Even as they stress that air travel is safe, airlines are stowing pillows and blankets, and rolling out the disinfectant wipes to discourage transmission of the swine flu virus.
"The role of aircraft in spreading infection from one part of the world to the other is well established. The airplane is a vehicle for transmission," said William Schaffner, head of preventive medicine at Vanderbilt University medical school.
Advertisement"I'm not sure that the companies can do very much. I think it's a very difficult situation," he said as the swine flu, which first hit Mexico hard, continued to harm a travel industry already hit by global economic woes.
More than 10 percent of flights between the United States and neighboring Mexico have been cancelled since September 2008, according to the Official Airline Guide.
Given the possibility they will welcome passengers who are feverish, coughing and contagious, airlines have no desire to play doctor -- but they are ready to stop a flight if necessary.
"Airlines do have an obligation to report incidents of suspected communicable diseases and airlines have the discretionary authority and follow well established procedures to deny boarding if they come across a medically unstable passenger with a serious communicable disease," said Victoria Day, spokeswoman for the Air Transportation Association.
In the United States, the Centers for Disease Control (CDC) sets the policy.
"Airlines are not medical experts, so we look to the CDC to provide guidance," Day said.
Some months ago the CDC recommended that "non-essential trips" to Mexico not be taken at that time, though they were not banned.
"We are not in the business of diagnosing customers for illness," Southwest spokesman Paul Flaningan said.
"Our crews are trained to respond to sick or infirm customers at the gate and in flight. We have access to medical personnel 24/7 to help us with customers who become ill and need immediate medical attention. If someone exhibits signs of illness before a flight, we will work with medical personnel to identify the appropriate course of action," he stressed.
Some carriers such as Southwest and Virgin America have dropped the use of blankets and pillows, at least on daytime flights.
"We've introduced antibacterial hand wipes, antibacterial gel on planes and at airports for crew and guest use," said Virgin America spokeswoman Patrica Condon, whose company also is offering masks for those who want them.
It is a precaution of moderate usefulness, experts say.
"The seats, and pillows and the blankets are really not very important in transmitting influenza," said Schaffner. And "the usefulness of masks is not well determined."

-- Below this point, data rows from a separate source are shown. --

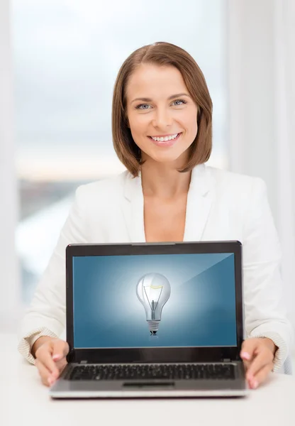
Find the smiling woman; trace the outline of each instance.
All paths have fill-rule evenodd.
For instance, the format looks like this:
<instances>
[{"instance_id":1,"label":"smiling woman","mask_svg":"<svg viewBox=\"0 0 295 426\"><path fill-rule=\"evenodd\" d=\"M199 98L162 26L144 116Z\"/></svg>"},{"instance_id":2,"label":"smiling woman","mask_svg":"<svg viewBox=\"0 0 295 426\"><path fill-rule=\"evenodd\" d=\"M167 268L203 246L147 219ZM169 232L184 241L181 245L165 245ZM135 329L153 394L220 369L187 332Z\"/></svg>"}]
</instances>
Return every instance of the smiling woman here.
<instances>
[{"instance_id":1,"label":"smiling woman","mask_svg":"<svg viewBox=\"0 0 295 426\"><path fill-rule=\"evenodd\" d=\"M191 56L171 43L143 46L124 62L112 121L115 151L134 176L148 159L173 161L187 172L210 157L212 101L205 78Z\"/></svg>"},{"instance_id":2,"label":"smiling woman","mask_svg":"<svg viewBox=\"0 0 295 426\"><path fill-rule=\"evenodd\" d=\"M56 380L69 351L59 336L66 320L65 248L73 243L240 241L246 339L238 351L249 386L257 388L282 366L291 329L265 185L205 165L211 114L204 75L181 48L145 45L123 64L112 123L115 149L127 170L78 188L20 329L19 350L35 363L44 383ZM130 285L118 279L118 285ZM82 291L89 292L87 279L83 285ZM100 300L92 295L96 309ZM126 309L128 303L123 303Z\"/></svg>"}]
</instances>

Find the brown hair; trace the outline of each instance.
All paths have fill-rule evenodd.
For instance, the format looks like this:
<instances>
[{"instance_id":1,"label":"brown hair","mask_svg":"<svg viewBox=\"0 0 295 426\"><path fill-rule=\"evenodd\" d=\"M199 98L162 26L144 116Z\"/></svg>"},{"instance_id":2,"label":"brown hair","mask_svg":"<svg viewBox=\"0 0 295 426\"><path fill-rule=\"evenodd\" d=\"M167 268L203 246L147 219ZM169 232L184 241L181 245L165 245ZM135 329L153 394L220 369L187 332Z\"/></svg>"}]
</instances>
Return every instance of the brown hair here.
<instances>
[{"instance_id":1,"label":"brown hair","mask_svg":"<svg viewBox=\"0 0 295 426\"><path fill-rule=\"evenodd\" d=\"M119 160L134 176L140 170L140 150L134 142L126 114L126 86L128 78L140 64L171 65L179 70L190 96L198 107L198 131L191 145L187 163L179 172L187 172L208 160L212 150L212 101L199 67L185 50L173 44L158 42L143 46L125 60L113 89L112 105L113 143Z\"/></svg>"}]
</instances>

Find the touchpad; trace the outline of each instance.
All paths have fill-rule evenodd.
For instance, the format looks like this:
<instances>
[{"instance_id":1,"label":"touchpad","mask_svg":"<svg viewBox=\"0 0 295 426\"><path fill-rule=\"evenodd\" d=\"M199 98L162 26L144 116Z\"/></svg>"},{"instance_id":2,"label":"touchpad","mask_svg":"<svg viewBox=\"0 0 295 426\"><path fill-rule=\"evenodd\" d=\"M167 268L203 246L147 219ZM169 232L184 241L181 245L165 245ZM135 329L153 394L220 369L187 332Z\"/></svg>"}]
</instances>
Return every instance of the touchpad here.
<instances>
[{"instance_id":1,"label":"touchpad","mask_svg":"<svg viewBox=\"0 0 295 426\"><path fill-rule=\"evenodd\" d=\"M174 388L174 382L126 382L123 386L126 388Z\"/></svg>"}]
</instances>

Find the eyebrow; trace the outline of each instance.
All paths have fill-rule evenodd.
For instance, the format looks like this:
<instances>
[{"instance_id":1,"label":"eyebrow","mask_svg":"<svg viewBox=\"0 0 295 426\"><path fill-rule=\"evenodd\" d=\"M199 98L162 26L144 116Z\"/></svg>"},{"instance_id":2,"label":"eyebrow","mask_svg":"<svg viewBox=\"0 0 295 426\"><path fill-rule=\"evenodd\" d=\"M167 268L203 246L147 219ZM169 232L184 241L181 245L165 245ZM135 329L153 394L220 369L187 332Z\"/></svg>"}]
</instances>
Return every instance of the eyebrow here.
<instances>
[{"instance_id":1,"label":"eyebrow","mask_svg":"<svg viewBox=\"0 0 295 426\"><path fill-rule=\"evenodd\" d=\"M188 94L187 93L177 93L177 94L172 94L172 96L169 96L167 100L169 101L171 99L174 99L176 97L180 97L181 96L187 96L188 97L190 97L189 94ZM135 101L143 101L144 102L151 102L152 101L152 99L151 99L150 98L135 98L135 99L131 101L131 104L133 102L135 102Z\"/></svg>"}]
</instances>

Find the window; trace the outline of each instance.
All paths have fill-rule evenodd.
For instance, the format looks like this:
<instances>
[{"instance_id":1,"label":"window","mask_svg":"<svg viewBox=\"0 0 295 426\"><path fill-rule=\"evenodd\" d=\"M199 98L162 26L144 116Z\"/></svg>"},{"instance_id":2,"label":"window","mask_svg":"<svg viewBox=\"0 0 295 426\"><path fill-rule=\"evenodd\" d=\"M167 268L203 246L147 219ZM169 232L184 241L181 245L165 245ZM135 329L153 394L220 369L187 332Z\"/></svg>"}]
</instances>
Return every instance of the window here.
<instances>
[{"instance_id":1,"label":"window","mask_svg":"<svg viewBox=\"0 0 295 426\"><path fill-rule=\"evenodd\" d=\"M210 163L228 166L225 0L13 0L17 247L28 302L81 183L119 173L112 91L136 48L168 41L202 69L213 102ZM208 25L210 23L210 25Z\"/></svg>"}]
</instances>

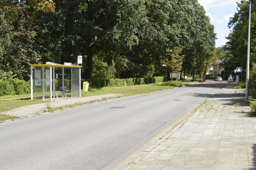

"It is really impossible to prevent the transmission a virus of the respiratory tract, because you cannot identify who is infected," he stressed.
Schaffer noted that in Asia, authorities have tried to take the temperature of people getting on planes to try to pick out people who are sick and might have a fever; it was attempted with SARS and H1N1.
"That's an interesting system, but it's very imperfect. The machines are not perfect," Schaffner said.
Airlines meanwhile stress that in-cabin air quality is nothing to sneeze at.
"The air inside an airplane is completely exchanged with outside air 10 to 15 times per hour. The air in the average office building is exchanged only once or twice per hour," the ATA stresses.
"We want people to understand that if you do travel there is no greater risk of traveling by air than there is going to school or work using public transportation," the association says.